Human-Powered Helicopter Motors Toward New Frontier

Bill Weir, C. Michael Kim, David Miller, Justin Bare & Brad Marxer
This Could Be Big

Getting a helicopter 3 meters off the ground for 1 minute doesn't seem like much of an achievement, but doing it without the power of a motorized engine has stumped engineers for the entirety of human history.

Since 1980, there has been a bounty on the table in the form of the Sikorksy Challenge - which states that any group able to build a human powered helicopter that can meet those criteria, all without leaving a 10-meter by 10-meter area, will be awarded a prize of $250,000 and the universal admiration of fellow engineers. A few teams came close in the 80's and 90's, but no group has claimed the prize. That may be changing soon.

A team of 75 students from the University of Maryland have built a of carbon fiber helicopter that is inching its way towards that record, and it is called the Gamera - whimsically named after the flying turtle from old Japanese monster movies and a play on the university's mascot, the Terrapin.

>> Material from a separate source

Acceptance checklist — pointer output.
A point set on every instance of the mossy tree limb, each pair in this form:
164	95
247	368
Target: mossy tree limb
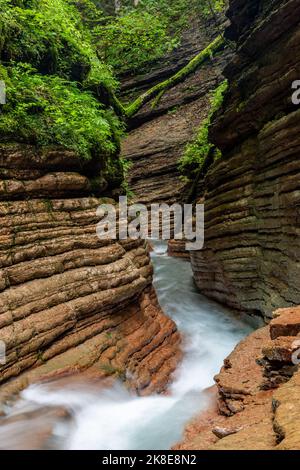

It's powered by the ½ horsepower "Meat-Motor" (as the pilots call themselves) of a few other specially selected strong and lightweight pilots from the school. While they've crashed several times, requiring enough super-glue to warrant corporate sponsorship, on one flight the Gamera was able to meet the 1 minute mark within the 10-meter range and on another flight they nearly reached the 3 meter height requirement. It's too bad they can't glue those stats together.